"Thought Virus" Protection for Writers

Publish date:

Jane kindly invited me to guest blog here on There Are No Rules while she's enjoying some R&R this week, and I happily agreed. You may recall that the last time I posted as a guest here, my stay was unexpectedly extended when Jane became stranded in Thailand -- so let's hope for her sake that she returns as scheduled on Monday!

What better way to kick off a week of guest blogging than to give a shout out to another guest blogger? After all, we fill-in writers have to stick together. I always enjoy a good dose of Zen Habits, and today's post from Steven Aitchison really struck a chord with me--especially because I'm in the planning stages of the February issue of WD, which will focus on creativity.

If you haven't already seen it, check out "Virus Protection for the Mind" here. Go ahead. I'll wait.

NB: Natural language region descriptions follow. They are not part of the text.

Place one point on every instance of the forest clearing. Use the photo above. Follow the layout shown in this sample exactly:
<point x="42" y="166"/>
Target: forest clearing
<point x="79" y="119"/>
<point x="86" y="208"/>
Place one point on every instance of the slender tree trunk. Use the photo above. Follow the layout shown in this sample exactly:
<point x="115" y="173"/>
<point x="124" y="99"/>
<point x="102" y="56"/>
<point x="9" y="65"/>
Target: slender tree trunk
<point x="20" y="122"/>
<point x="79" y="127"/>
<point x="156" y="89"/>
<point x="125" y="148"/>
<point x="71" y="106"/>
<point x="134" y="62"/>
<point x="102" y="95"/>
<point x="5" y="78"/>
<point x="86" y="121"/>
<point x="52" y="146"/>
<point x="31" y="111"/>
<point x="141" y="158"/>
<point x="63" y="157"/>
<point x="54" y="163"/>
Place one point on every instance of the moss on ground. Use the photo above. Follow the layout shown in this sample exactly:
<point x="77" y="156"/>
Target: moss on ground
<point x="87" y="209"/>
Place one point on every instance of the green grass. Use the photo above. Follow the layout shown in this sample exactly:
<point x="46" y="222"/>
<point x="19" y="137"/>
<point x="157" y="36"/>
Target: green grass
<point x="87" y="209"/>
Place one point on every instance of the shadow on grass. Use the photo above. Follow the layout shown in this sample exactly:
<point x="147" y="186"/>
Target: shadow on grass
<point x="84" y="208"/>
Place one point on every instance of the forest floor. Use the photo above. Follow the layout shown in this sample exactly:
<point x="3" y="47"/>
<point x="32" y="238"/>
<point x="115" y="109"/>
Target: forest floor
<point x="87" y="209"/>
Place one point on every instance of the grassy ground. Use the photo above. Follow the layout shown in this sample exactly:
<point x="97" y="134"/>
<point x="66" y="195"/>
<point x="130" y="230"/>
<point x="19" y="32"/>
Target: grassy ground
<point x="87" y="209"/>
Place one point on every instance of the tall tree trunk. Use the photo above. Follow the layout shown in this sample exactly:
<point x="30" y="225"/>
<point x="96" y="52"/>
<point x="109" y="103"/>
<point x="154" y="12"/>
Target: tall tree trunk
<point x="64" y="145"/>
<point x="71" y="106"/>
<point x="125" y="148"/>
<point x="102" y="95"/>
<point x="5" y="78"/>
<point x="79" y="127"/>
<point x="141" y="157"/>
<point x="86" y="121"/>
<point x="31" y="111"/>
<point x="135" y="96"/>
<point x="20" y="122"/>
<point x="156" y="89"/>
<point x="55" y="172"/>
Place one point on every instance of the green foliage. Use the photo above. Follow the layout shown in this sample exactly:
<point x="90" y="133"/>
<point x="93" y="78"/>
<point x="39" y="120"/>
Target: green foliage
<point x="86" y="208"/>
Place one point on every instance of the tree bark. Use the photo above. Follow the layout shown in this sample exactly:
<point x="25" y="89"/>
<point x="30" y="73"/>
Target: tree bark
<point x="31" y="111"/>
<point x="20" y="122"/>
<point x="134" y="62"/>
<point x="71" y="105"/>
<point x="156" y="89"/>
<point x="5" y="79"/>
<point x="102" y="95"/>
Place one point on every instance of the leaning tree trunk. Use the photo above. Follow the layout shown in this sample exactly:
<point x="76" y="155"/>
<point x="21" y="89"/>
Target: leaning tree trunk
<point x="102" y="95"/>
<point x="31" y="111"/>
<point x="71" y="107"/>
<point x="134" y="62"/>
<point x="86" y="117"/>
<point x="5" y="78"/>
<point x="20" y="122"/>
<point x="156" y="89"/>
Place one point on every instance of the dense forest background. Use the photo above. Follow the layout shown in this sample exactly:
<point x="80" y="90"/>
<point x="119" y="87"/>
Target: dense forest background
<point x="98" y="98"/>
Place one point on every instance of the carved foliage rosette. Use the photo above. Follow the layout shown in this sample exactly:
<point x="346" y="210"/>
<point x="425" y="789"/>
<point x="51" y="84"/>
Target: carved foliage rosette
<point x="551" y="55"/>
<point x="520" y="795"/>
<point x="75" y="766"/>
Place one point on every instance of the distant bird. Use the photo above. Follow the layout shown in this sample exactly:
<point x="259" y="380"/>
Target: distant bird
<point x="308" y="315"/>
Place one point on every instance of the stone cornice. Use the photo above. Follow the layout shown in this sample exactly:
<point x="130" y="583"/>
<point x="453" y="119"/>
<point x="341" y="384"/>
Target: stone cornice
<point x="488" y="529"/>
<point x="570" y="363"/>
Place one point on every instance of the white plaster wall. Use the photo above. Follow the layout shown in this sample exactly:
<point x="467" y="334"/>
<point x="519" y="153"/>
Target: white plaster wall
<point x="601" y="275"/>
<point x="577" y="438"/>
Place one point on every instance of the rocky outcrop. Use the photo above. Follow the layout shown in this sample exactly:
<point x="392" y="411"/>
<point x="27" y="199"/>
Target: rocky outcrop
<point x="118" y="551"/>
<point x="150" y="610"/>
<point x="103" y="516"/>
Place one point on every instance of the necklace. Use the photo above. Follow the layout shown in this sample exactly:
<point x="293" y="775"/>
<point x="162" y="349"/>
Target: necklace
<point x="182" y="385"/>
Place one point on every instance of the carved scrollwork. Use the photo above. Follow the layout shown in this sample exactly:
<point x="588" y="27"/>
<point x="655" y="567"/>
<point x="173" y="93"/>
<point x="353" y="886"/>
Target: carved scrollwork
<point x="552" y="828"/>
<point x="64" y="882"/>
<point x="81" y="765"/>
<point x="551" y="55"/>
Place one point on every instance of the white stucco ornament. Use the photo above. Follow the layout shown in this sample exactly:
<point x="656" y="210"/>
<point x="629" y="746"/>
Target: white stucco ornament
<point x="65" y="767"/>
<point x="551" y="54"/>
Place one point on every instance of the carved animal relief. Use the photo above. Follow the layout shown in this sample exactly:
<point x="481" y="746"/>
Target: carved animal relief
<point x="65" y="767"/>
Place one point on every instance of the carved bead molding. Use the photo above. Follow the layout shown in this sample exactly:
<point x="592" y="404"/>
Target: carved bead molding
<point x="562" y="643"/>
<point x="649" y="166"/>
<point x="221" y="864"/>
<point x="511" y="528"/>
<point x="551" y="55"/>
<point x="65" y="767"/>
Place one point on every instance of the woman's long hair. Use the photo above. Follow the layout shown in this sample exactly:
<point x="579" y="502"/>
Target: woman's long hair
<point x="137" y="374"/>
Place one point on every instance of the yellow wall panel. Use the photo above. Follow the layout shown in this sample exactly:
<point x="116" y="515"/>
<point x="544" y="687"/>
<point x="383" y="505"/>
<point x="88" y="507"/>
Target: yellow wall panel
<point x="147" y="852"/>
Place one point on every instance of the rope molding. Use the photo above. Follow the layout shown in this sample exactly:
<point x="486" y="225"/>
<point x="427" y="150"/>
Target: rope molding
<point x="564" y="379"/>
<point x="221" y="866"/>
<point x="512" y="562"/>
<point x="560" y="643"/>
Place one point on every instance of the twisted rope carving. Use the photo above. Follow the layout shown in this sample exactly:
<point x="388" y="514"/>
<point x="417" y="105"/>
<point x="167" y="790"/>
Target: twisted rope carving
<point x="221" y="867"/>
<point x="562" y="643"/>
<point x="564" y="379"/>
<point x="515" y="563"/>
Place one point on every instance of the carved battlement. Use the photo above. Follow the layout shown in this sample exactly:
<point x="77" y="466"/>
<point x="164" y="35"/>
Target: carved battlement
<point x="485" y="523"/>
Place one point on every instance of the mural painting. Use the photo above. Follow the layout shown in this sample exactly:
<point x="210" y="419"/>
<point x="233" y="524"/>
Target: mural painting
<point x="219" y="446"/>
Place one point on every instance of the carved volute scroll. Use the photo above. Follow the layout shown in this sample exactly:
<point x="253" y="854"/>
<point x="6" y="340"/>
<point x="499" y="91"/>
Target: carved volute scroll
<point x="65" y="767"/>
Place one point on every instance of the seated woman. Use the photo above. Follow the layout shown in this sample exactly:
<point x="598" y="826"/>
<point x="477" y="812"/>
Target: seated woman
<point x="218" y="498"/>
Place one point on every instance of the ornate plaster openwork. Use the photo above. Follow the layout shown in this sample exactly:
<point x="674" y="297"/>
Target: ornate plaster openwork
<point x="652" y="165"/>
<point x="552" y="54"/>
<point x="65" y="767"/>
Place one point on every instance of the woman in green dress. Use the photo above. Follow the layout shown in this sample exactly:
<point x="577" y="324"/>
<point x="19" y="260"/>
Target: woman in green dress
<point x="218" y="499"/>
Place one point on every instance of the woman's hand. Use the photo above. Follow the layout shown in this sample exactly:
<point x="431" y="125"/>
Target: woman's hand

This post immediately got me thinking about how these "thought viruses" can infect the writing life. How often do you get excited about a new idea, only to have doubt creep in the minute you face the blank page? Writers always talk about the struggle of trying to silence our inner critics, our inner editors. Back when I was working as an editor of books both by and for visual artists, they'd often discuss similar challenges. One of my artist/authors called this her inner gremlin, and would draw him in an attempt to put him out of her head.

But Aitchison points out that these "thought viruses" aren't separate entities from our creative minds--and recognizing this can be empowering, because it means this: They're something we have the power to control. Why not arm ourselves with strategies for harnessing those viruses before they take hold of our thought processes?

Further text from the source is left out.